Горькое какое… или все-таки сладкое? Сладкое, определенно, черного странного цвета. Ольга его пьет, не способная напиться, и с каждым глотком эта вяжущая сладость становится все более отчетливой. А головокружение усиливается… и Ольга хмурится, пытается подняться, но бокал…
…Мари вынимает его из пальцев.
– Тебе надо прилечь, – голос ее доносится издалека. И Ольга тянется за ним, уже не ощущая собственного тела. Дурнота отступила.
Ей легко.
Хорошо.
Радостно, как не было радостно никогда! Она смеется, понимая, что никто не слышит этого смеха и что ей все-таки удалось сбежать с собственной свадьбы… жаль, возможно, со временем она бы полюбила Франца. Он неплохой, только…
…пусть будет счастлив.
Первым, кого Анна встретила утром, выйдя из своих покоев, был Витольд. Он бродил по коридору, прижав пальцы к вискам, и бормотал что-то. Анну поначалу и не заметил, а заметив, остановился резко, будто на стену налетел.
– Доброе утро, – вежливо сказала Анна.
Время и вправду было ранним, но ей не спалось. И прежде-то она привыкла вставать засветло, а порой и того раньше. По старой девичьей привычке Анна не залеживалась в теплой постели, а вскакивала, бежала к окну, спеша увидеть солнце. Некогда она загадывала, что если день выдается погожим, то и у нее, Анны, все будет ладиться.

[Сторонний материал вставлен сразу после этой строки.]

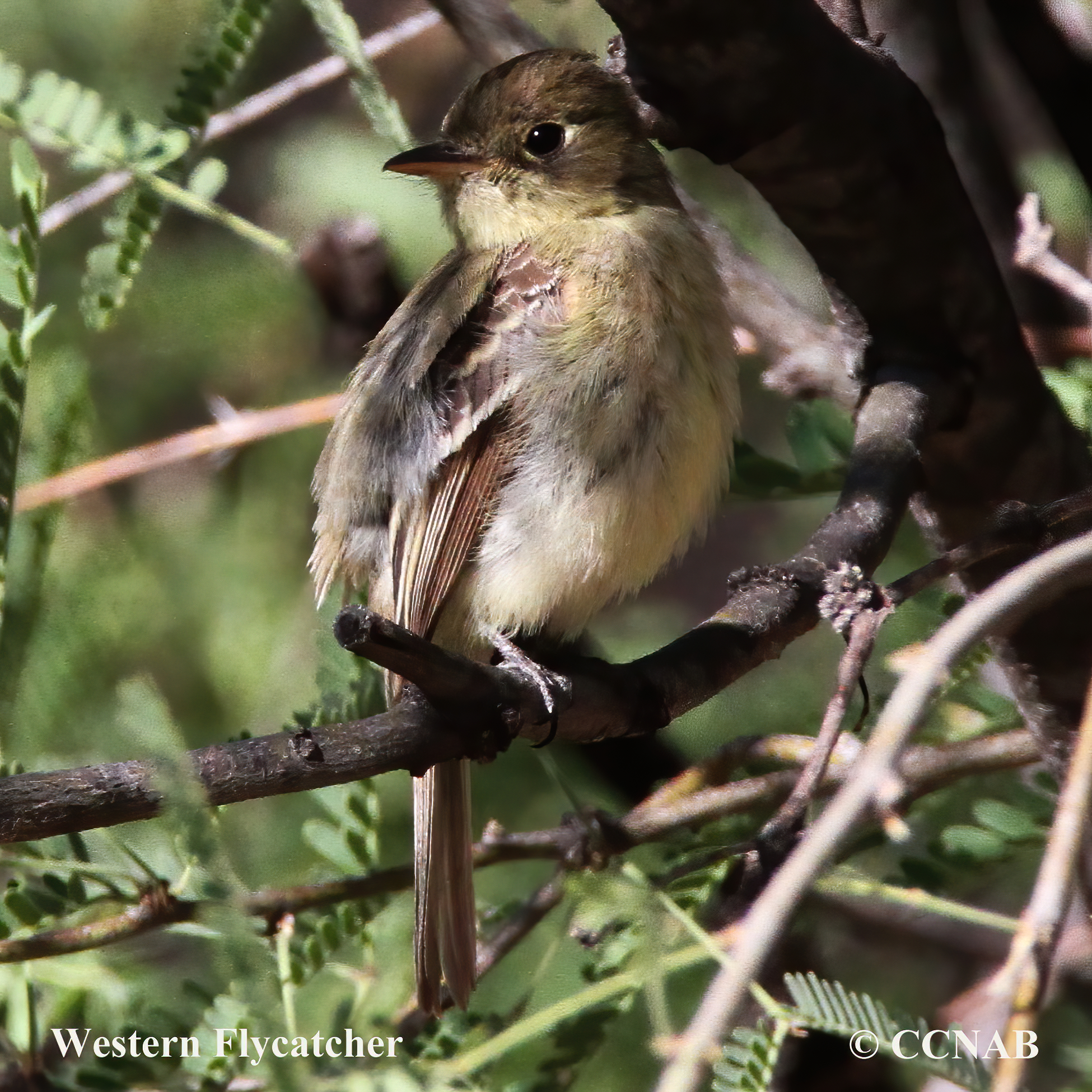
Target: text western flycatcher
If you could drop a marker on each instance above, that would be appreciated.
(544, 423)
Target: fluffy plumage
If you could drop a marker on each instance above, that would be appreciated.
(543, 425)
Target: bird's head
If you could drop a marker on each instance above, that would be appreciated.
(542, 139)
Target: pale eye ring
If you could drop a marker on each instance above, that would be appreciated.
(544, 139)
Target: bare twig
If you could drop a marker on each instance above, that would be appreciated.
(863, 633)
(873, 781)
(1023, 980)
(233, 432)
(1033, 253)
(242, 114)
(1017, 526)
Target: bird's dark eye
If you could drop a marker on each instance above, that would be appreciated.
(544, 139)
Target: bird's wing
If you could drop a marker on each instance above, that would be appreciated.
(387, 438)
(474, 378)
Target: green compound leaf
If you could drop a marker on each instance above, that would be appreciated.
(831, 1008)
(749, 1058)
(57, 113)
(138, 213)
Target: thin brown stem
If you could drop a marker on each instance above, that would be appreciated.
(872, 781)
(1023, 980)
(1033, 253)
(235, 431)
(922, 769)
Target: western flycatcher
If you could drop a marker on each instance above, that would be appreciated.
(543, 424)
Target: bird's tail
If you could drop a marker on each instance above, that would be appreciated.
(445, 936)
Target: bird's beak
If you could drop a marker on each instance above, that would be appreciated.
(435, 161)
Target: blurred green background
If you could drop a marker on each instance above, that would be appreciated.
(175, 610)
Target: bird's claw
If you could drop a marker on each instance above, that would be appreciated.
(553, 688)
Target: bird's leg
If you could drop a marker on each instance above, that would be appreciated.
(552, 687)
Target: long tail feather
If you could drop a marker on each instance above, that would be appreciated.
(445, 939)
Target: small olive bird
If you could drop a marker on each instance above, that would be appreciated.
(544, 423)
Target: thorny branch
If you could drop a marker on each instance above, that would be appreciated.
(873, 782)
(696, 797)
(608, 700)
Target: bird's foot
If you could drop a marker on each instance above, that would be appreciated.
(553, 688)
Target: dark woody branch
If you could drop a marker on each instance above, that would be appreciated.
(764, 613)
(850, 155)
(698, 796)
(475, 709)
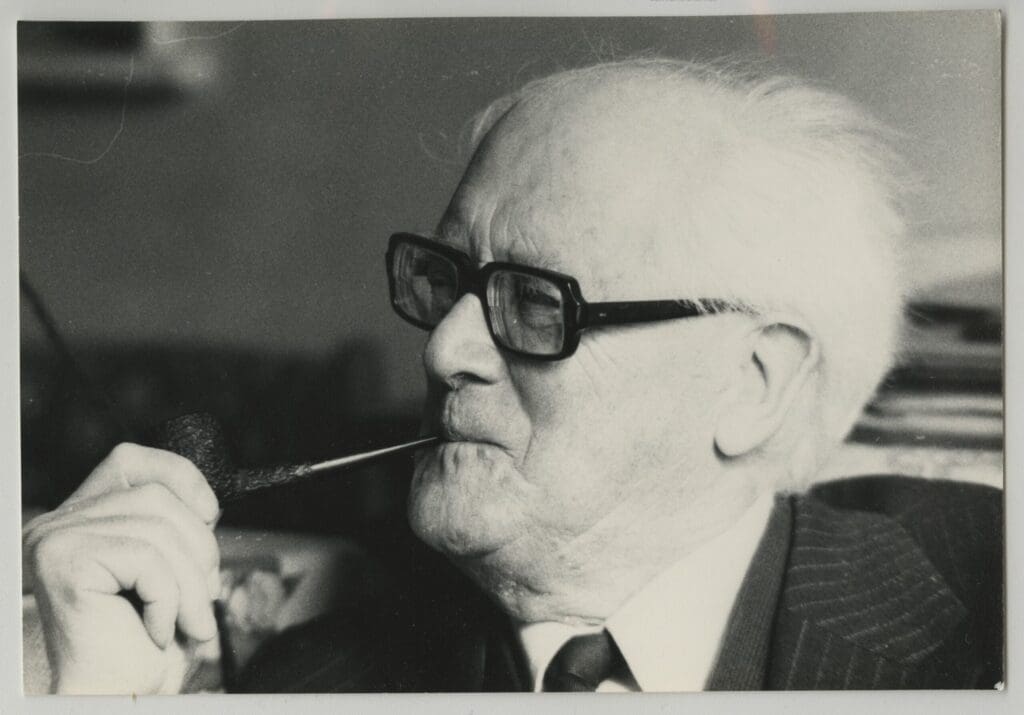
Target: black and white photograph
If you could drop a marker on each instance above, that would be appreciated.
(292, 420)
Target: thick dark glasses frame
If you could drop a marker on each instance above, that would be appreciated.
(578, 313)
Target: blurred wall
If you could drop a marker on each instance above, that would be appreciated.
(250, 207)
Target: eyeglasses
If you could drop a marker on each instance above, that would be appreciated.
(529, 311)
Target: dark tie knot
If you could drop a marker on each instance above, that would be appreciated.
(583, 663)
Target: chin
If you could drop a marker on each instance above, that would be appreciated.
(466, 500)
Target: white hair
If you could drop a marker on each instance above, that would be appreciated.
(802, 214)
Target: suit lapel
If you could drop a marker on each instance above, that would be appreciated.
(742, 658)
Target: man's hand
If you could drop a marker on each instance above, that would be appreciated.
(141, 526)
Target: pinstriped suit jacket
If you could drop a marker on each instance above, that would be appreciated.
(865, 583)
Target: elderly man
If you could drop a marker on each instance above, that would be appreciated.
(660, 295)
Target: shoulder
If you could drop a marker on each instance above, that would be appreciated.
(958, 526)
(899, 573)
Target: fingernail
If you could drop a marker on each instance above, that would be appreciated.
(211, 625)
(213, 584)
(209, 505)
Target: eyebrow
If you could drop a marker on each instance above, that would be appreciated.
(457, 233)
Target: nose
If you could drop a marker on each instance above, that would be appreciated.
(460, 348)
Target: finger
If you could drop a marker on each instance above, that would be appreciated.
(152, 501)
(132, 465)
(193, 608)
(115, 563)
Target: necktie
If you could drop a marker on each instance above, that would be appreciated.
(583, 663)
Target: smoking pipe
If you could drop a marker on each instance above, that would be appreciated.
(200, 438)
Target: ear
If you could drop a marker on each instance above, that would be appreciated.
(776, 362)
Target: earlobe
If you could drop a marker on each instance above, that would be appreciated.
(779, 360)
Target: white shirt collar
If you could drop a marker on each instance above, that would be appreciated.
(669, 631)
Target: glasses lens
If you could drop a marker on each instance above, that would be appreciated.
(526, 312)
(426, 284)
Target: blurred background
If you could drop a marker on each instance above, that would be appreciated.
(204, 209)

Нынешний был пасмурен. За окном открывался обрыв, и темная, едва ли не черная вода озера переливалась всеми оттенками синевы, будто драгоценный муар, брошенный на землю. Анна открыла окно и, подставив бледные ладони, убедилась: холодный. Просто-таки ледяной… и верно, сбежать не выйдет, но… она четко осознала, что не станет бегать.
И велела себе успокоиться.
Франц говорил… о многом. И Анна поверит, пусть веры ее не хватит надолго, но она будет счастлива. Вне зависимости от солнца и нынешнего дня.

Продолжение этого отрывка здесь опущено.